Stellen sie sich vor, sie haben einen Untermieter. Als Gegenleistung befüllt er ihnen regelmäßig den Kühlschrank mit ihren Lieblingsspeisen. Doch ganz nebenbei produziert er auch noch eine Vielzahl an Giftstoffen. Bringt das nun mehr Schaden als Nutzen? Nicht notwendigerweise. Es kommt ganz darauf an, wozu er das Gift benutzt, wie eine internationale Forschergruppe für marine Mikrobiologie herausgefunden hat. Die Forscher untersuchten Tiefsee-Muscheln und deren mit ihnen in Symbiose lebende Bakterien. Doch das von den Mikroben gebildete Arsenal an Giftstoffen schadet den Muscheln keineswegs. Ganz Im Gegenteil, schützt es sie vor Fressfeinden.

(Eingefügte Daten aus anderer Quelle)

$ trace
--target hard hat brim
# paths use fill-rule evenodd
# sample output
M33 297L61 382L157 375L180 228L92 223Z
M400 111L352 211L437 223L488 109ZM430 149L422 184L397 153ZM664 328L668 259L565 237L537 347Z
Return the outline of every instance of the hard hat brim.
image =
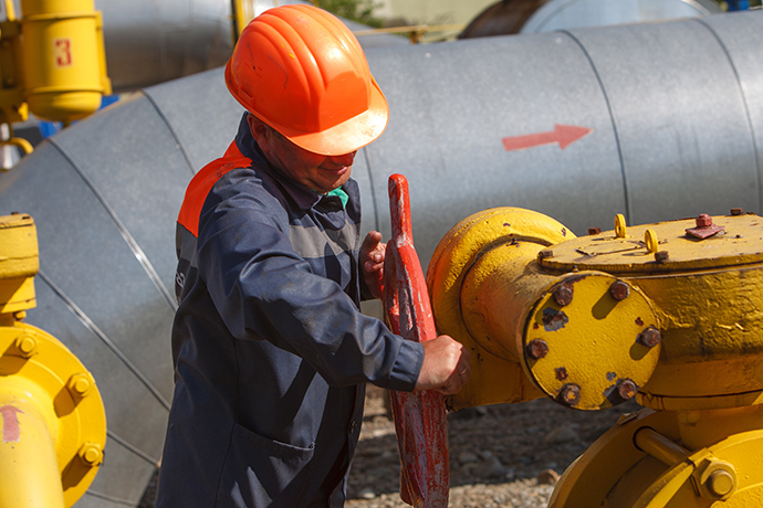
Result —
M251 98L240 88L230 86L232 83L230 73L231 61L228 61L228 65L226 65L226 84L228 85L228 91L239 104L247 108L245 105L251 103ZM373 85L370 86L370 100L365 112L333 127L315 133L290 129L274 123L270 118L258 115L249 108L247 108L247 110L278 130L294 145L307 151L325 156L352 154L382 136L389 120L389 106L387 105L387 99L373 76L370 82Z
M325 156L342 156L359 150L384 133L389 121L389 106L376 80L372 77L368 109L318 133L290 133L273 126L300 148Z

Muscheln der Gattung Bathymodiolus gehören zur Familie der Miesmuscheln und leben häufig an heißen Quellen in der Tiefsee. In ihren Kiemen züchten sie so genannte chemoautotrophe Symbionten. Das sind beispielsweise Schwefelbakterien, die für die Muscheln nicht nutzbare Stoffe aus den heißen Quellen in begehrten Zucker umwandeln.
Jillian Petersen und ihre Kollegen vom Max-Planck-Institut für marine Mikrobiologie haben das Erbmaterial einiger Untermieter der Tiefseemuscheln unter die Lupe genommen. Wider Erwarten stießen sie dabei auf allerlei Gefahrenstoffe. Denn die symbiontischen Bakterien besitzen ein ganzes Arsenal an Genen, die der Herstellung von Giftstoffen dienen. Die Zahl dieser Toxine ist beeindruckend: Mit bis zu 60 Giften ist die Waffenkammer der Mikroorganismen besser gefüllt als die hochgefährlicher Keime wie etwa den Erregern von Pest und Cholera. Dennoch scheinen die Bakterien ihren Gastgebern nicht zu schaden. Wie ist das möglich?

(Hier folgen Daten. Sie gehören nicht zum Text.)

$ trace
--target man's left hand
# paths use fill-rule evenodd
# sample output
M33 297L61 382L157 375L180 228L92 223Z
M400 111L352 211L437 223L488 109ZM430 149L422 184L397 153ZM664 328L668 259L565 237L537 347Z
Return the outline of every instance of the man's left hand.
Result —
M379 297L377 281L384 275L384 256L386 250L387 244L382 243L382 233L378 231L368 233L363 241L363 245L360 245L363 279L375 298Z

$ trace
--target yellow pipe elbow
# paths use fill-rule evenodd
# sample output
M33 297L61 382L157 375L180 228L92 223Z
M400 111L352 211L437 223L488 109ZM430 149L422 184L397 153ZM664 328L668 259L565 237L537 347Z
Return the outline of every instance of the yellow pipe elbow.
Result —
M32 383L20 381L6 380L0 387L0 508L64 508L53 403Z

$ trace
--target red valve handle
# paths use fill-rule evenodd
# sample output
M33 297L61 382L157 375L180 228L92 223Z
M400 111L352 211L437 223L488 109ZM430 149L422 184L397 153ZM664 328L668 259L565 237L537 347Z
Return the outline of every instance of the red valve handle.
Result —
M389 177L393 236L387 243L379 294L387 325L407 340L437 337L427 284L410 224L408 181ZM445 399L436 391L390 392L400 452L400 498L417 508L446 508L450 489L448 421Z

“Wir vermuten, dass die Bakterien diese Toxine gezähmt haben”, erklärt Petersen. “Dadurch können sie sie nun zu ihrem Vorteil nutzen – und zum Vorteil ihres Gastgebers.” Dabei könnten die Giftstoffe gleich zwei verschiedenen Zwecken dienen: Zum einen können sie sowohl den Bakterien, als auch den Muscheln dabei helfen, ihren Symbiose-Partner zu erkennen und zu finden, um eine erfolgreiche Symbiose aufzubauen. Zum anderen dienen die Toxine vermutlich auch dazu, die Muscheln vor Fressfeinden zu schützen.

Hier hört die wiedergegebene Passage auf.